WindowServer-GPU crash: different from a kernel panic

You’re probably familiar with most types of ‘crash’, from uexpected quitting of apps through kernel panics, but would you recognise a WindowServer crash? They range in severity, sometimes just freezing the display for a few seconds, but at their worst can result in unique behaviour – something I experienced for the first time a couple of days ago. This article attempts to explain what to look for, and how to respond.

The key feature here is WindowServer, a central part of macOS, which is fundamental to its GUI. Part of Core Graphics, WindowServer gathers in images of each of the windows in the system, assembles them into the composite image which will appear on the display, and passes that onto the GPU and display system. It’s responsible for working out where on the display you have clicked or tapped, thus which window will receive that event to process, and despatches that event to the appropriate app. Without WindowServer, there can be no GUI, and no handling of clicks/taps.

As you might then expect, when WindowServer and the GPU crash, everything on your Mac’s display freezes, including the clock. You should still be able to move the pointer about, but all windows are unresponsive, and your Mac is out of your control. In simple WindowServer crashes, the service is restarted after a few seconds, might catch up with some of the backlog of clicks/taps, and carries on.

Worse cases, in which the GPU is involved, aren’t so readily recoverable.
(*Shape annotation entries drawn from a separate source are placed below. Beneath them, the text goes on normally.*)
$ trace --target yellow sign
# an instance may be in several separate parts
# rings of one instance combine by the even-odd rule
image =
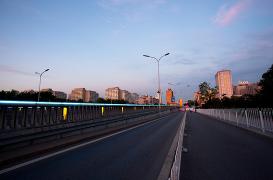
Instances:
[[[62,116],[64,116],[64,120],[66,120],[66,119],[67,111],[68,111],[67,108],[64,108],[64,113],[63,113],[63,115],[62,115]]]

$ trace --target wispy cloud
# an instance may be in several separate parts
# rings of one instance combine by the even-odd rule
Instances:
[[[229,10],[228,5],[224,4],[220,7],[217,15],[212,18],[214,24],[225,26],[232,22],[238,15],[251,8],[252,0],[244,0],[238,2]]]
[[[0,65],[0,72],[14,73],[14,74],[22,74],[22,75],[26,75],[26,76],[36,75],[34,73],[26,72],[20,70],[17,70],[16,68],[14,68],[10,66],[4,66],[2,65]]]

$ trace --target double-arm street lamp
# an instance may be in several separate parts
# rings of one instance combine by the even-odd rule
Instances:
[[[188,100],[190,100],[190,90],[189,90],[188,87],[190,86],[190,85],[188,85],[187,86],[188,86]]]
[[[177,84],[174,85],[170,83],[168,83],[168,84],[172,85],[174,86],[174,105],[176,106],[176,86],[178,86],[178,84],[180,84],[180,83],[178,84]]]
[[[146,56],[146,57],[148,57],[148,58],[155,58],[156,61],[158,62],[158,94],[160,94],[160,102],[159,102],[159,107],[160,107],[160,116],[161,116],[161,110],[160,110],[160,104],[161,104],[161,90],[160,90],[160,76],[159,76],[159,61],[160,60],[160,59],[163,57],[163,56],[167,56],[167,55],[168,55],[170,54],[170,53],[167,53],[164,56],[162,56],[158,60],[157,58],[154,58],[154,57],[152,57],[152,56],[147,56],[147,55],[143,55],[144,56]]]
[[[39,75],[40,75],[40,85],[39,85],[39,92],[38,93],[38,102],[40,101],[40,88],[41,86],[41,77],[42,77],[42,74],[46,72],[47,72],[48,70],[50,69],[47,69],[45,71],[44,71],[44,72],[42,72],[42,74],[40,74],[39,72],[35,72],[36,74],[39,74]]]

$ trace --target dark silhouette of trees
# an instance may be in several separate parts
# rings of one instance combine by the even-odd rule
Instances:
[[[204,82],[199,85],[205,104],[202,108],[270,108],[273,106],[273,64],[262,76],[258,84],[260,88],[255,95],[244,94],[241,96],[226,97],[222,94],[222,98],[216,98],[215,94],[210,96],[210,84]],[[217,87],[216,87],[216,88]],[[215,89],[214,89],[215,90]]]

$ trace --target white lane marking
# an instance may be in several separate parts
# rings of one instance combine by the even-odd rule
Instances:
[[[126,131],[128,131],[128,130],[132,130],[132,129],[134,129],[134,128],[138,128],[138,127],[140,126],[144,126],[144,125],[146,124],[148,124],[151,123],[151,122],[155,122],[156,120],[160,120],[160,119],[162,118],[166,118],[166,117],[167,117],[167,116],[170,116],[170,115],[172,115],[172,114],[167,116],[164,116],[164,117],[156,119],[156,120],[152,120],[152,121],[150,121],[150,122],[146,122],[144,124],[141,124],[140,125],[138,125],[138,126],[134,126],[134,127],[130,128],[128,129],[126,129],[126,130],[122,130],[120,132],[118,132],[114,133],[113,134],[111,134],[106,136],[104,136],[104,137],[100,138],[98,138],[98,139],[92,140],[91,140],[90,142],[86,142],[86,143],[82,144],[81,144],[77,145],[77,146],[73,146],[73,147],[68,148],[66,149],[65,149],[65,150],[60,150],[60,151],[52,153],[52,154],[48,154],[48,155],[44,156],[42,156],[42,157],[36,158],[35,158],[34,160],[30,160],[30,161],[22,163],[21,164],[16,165],[16,166],[13,166],[12,167],[6,168],[4,170],[0,170],[0,174],[4,174],[5,172],[8,172],[10,171],[10,170],[16,170],[16,169],[18,168],[21,168],[21,167],[24,166],[25,166],[31,164],[32,163],[37,162],[38,162],[39,160],[41,160],[46,159],[46,158],[48,158],[52,157],[52,156],[59,154],[62,154],[62,152],[68,152],[68,150],[72,150],[75,149],[76,148],[78,148],[81,147],[82,146],[86,146],[86,145],[88,144],[92,144],[92,143],[96,142],[97,141],[104,139],[106,138],[108,138],[112,136],[118,134],[119,134],[125,132]]]

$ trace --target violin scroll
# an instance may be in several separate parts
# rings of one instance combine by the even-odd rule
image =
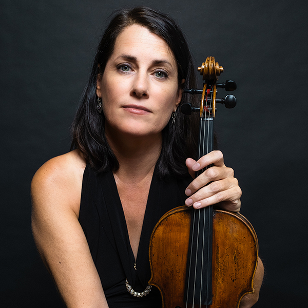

What happens next might set you thinking that it was a kernel panic: the display goes black for a few moments. But instead of your Mac restarting as it would after a panic, you’re then invited to log in. During the black screen phase, the GPU may be restarted, and once it’s up and running it should resume normal function. You’ll then be logged in, and provided this wasn’t the result of a hardware fault, everything should resume as normal.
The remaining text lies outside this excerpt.